WOOSTER, Ohio – Perhaps it has happened to you: You present a friend with a beautiful poinsettia for the holidays, and she shrinks in horror. How could you possibly give her something that could be deadly to Fifi or Fluff or little Freddy?
The good news is that it’s not, though you may have a hard time convincing her.
“Every year, people ask me if poinsettias are poisonous to people and pets,” said Robert McMahon, associate professor and coordinator of the greenhouse program at Ohio State University’s Agricultural Technical Institute in Wooster. Students in the program grow and sell approximately 1,200 poinsettias each year. “I try my best each year to spread the word that they are not.”
Disproven years ago by Ohio State research, the myth persists. In 1971, researchers tested the toxicity of poinsettias by blending a solution from parts of poinsettia plants and feeding it to rats. Reporting their findings in the journal Toxicon, the researchers concluded that rats, “when given extraordinarily high doses of various portions of the poinsettias, show no mortality, no symptoms of toxicity, nor any changes in dietary intake or general behavior pattern.”
In other words, not only did it not kill the rats, it didn’t even dent their appetites.

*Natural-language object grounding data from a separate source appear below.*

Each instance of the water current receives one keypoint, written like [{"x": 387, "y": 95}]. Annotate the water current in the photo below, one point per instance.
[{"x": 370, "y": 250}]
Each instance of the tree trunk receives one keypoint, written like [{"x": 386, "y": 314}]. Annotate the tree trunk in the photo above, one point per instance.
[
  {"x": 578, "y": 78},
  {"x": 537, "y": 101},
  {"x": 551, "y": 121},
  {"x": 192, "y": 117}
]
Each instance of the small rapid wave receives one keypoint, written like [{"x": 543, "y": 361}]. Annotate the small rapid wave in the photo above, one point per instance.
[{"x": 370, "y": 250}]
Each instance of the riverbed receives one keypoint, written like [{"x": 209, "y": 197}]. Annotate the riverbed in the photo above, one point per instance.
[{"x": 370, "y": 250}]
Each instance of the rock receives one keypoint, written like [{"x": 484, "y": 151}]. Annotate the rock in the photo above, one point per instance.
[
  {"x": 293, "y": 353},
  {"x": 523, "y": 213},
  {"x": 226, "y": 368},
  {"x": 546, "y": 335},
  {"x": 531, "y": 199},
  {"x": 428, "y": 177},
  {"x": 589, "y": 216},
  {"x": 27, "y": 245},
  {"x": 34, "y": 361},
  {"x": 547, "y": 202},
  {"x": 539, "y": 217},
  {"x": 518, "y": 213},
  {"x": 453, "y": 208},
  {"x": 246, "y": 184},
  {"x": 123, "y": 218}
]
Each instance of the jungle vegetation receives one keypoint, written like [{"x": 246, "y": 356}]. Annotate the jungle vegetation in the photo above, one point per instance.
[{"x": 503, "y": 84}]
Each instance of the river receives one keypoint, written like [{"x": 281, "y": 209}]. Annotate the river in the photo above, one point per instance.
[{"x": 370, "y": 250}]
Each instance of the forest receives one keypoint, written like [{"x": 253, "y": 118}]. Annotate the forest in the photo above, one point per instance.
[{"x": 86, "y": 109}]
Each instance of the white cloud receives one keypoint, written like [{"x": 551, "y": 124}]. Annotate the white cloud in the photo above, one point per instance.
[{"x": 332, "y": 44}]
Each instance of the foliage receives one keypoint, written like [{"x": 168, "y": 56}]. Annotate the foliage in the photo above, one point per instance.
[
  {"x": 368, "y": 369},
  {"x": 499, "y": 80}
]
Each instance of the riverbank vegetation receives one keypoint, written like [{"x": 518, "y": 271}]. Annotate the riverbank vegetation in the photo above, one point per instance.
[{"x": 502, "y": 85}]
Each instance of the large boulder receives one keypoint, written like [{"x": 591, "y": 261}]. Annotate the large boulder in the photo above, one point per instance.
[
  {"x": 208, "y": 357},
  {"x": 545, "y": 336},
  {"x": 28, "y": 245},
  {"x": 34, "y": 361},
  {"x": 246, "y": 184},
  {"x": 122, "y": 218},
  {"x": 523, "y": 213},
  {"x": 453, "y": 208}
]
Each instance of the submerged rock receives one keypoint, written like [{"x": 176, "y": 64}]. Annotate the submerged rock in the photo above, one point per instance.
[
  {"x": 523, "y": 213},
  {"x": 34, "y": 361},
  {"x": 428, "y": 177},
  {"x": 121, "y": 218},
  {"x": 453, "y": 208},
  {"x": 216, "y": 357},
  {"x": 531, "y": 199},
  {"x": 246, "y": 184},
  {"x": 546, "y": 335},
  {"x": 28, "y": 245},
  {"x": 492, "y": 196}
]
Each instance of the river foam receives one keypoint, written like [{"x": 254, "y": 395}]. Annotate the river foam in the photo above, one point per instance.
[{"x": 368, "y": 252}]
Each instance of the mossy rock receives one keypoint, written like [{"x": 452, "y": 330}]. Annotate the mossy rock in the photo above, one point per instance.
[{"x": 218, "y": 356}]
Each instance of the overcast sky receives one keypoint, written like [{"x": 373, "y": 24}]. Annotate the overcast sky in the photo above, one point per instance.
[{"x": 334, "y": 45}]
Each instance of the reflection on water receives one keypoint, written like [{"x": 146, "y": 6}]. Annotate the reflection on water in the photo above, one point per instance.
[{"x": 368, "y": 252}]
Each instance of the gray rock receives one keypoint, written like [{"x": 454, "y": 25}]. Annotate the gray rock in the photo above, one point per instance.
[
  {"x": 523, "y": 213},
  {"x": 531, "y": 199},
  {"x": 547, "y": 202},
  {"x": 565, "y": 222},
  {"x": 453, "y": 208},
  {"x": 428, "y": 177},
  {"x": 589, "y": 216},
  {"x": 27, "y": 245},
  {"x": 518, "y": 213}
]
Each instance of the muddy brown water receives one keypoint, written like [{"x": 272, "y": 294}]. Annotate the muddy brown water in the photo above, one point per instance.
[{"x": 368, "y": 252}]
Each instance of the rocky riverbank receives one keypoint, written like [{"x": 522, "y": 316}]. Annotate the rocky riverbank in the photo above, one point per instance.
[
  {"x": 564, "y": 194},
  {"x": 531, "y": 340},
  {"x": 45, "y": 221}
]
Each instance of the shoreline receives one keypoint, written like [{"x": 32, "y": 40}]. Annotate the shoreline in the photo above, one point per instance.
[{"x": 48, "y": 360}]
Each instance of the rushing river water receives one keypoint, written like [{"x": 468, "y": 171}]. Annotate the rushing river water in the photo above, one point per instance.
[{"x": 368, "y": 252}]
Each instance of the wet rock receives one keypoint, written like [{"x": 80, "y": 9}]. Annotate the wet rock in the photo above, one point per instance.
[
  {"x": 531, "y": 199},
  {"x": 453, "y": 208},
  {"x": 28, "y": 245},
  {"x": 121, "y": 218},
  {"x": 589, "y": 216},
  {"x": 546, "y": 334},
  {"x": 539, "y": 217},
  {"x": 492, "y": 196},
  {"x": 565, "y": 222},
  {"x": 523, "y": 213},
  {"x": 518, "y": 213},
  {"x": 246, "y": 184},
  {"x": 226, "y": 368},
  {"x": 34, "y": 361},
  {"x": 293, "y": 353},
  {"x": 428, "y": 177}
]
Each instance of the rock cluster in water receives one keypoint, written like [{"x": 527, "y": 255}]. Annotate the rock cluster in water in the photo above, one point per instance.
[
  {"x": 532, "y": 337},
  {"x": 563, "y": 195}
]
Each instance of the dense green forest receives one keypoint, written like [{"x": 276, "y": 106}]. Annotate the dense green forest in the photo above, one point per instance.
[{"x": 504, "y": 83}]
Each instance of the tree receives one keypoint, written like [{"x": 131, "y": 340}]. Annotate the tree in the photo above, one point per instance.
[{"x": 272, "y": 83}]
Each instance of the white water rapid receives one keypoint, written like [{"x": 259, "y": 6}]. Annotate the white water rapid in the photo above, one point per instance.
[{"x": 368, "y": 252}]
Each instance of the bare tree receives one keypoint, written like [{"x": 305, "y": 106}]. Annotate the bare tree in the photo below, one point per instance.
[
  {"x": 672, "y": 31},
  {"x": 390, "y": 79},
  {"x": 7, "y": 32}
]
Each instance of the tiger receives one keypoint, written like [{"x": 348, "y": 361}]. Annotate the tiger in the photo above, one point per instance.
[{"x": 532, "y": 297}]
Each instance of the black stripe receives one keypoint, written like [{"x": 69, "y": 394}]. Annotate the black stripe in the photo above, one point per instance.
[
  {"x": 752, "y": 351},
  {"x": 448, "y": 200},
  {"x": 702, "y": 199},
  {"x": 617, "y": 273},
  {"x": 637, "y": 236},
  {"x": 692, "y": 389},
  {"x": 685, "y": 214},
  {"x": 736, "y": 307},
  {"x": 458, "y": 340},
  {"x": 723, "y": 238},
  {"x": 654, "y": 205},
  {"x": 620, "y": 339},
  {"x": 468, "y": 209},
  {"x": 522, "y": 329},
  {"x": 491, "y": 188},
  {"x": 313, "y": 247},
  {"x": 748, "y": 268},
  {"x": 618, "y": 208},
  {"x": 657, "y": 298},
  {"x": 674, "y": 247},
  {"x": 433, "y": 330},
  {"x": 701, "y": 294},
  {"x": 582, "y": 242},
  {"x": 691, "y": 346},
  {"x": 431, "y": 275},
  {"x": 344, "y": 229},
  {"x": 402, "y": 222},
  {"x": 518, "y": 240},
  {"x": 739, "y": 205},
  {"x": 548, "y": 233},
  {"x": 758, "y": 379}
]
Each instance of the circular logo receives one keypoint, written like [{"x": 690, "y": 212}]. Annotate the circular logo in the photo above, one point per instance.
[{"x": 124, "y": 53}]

The myth may have arisen from an unsubstantiated report in 1919 of a small child who died after chewing on a poinsettia leaf. Or perhaps it is due to the fact that many members of the poinsettia’s botanical family, Euphorbia, have highly toxic latex sap. Poinsettia sap is innocuous enough that only people with a latex allergy are likely to have a reaction if they get it on their skin.
Most veterinary medicine websites state that poinsettias can be mildly toxic to dogs and cats and can cause vomiting, drooling and, rarely, diarrhea. Symptoms are self-limiting and generally don’t require medical treatment, according to the Pet Poison Helpline. The site goes on to note that there are far more worrisome holiday plants, such as bouquets containing lilies, holly or mistletoe, which can cause kidney failure or other potentially fatal reactions.
So while you may want to make sure your poinsettia is out of your pets’ snacking range for the sake of your carpet, you shouldn’t worry too much about little Freddy. To reach the equivalent of what those rats consumed in the 1971 study, a 50-pound child would have to eat upward of 500 leaves — an unlikely scenario, according to McMahon.
“Any adventurous souls who actually take a bite out of a poinsettia leaf will not want to repeat the experience,” he said. “Poinsettia vegetation tastes lousy! Eat a carrot instead.”
Ohio State ATI is an associate-degree-granting unit within Ohio State’s College of Food, Agricultural, and Environmental Sciences.